“Stop drivelling” rasped a voice in my ear, wrenching me away from the seaside as O’Farrell’s smug, overweighed bookshelves fuzzily came into view again. Row after row of leather-bound volumes, fastidiously classified and neatly placed, giving the impression of a vast and solid learning, the illusion of having an answer to every question, the solution for every client’s problem.
“Get down there, set up the Trust and be back on Friday to celebrate. The Firm has a big stake in this, and I’m counting on you. You know some of my associates don’t think the world of you after that conflict of interests in the Capriati Case, they find you unreliable. Anyway, don’t let me down!”. The interview was over, O’Farrell had his mind on a brief that waited on his large oak desk, so I let myself out of the office, picked up my plane tickets at his secretary’s desk (“Have a nice trip” she said perfunctorily, while talking on the ‘phone) and pushed through the meandering aisles and boxes of O’Farrell, Milton, Meinhaus and Mills’ Law firm.

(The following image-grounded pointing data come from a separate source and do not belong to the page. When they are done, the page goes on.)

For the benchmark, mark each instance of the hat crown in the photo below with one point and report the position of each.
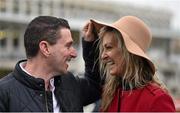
(137, 30)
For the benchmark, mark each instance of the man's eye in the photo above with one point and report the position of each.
(108, 47)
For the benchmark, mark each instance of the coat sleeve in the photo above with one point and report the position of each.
(163, 103)
(90, 84)
(3, 101)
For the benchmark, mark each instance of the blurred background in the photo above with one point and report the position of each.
(162, 17)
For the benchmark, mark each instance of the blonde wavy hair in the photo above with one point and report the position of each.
(136, 70)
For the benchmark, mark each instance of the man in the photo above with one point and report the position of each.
(42, 83)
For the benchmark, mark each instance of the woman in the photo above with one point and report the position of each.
(130, 80)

I’m walking along the seaside now. My feet have become hardened by the sand, the salt in the air tickles my nose, its paths criss-cross over my tightened skin, my hair stands on end effortlessly. A persistent breeze, such as sailors pray for, skims over the waves carrying the distant thunder of tempests, of galleons cracking like nutshells, of cannon-fire. I sense the silent movement of dark grey predators lunging and the slow, steady expansion of pale red coral.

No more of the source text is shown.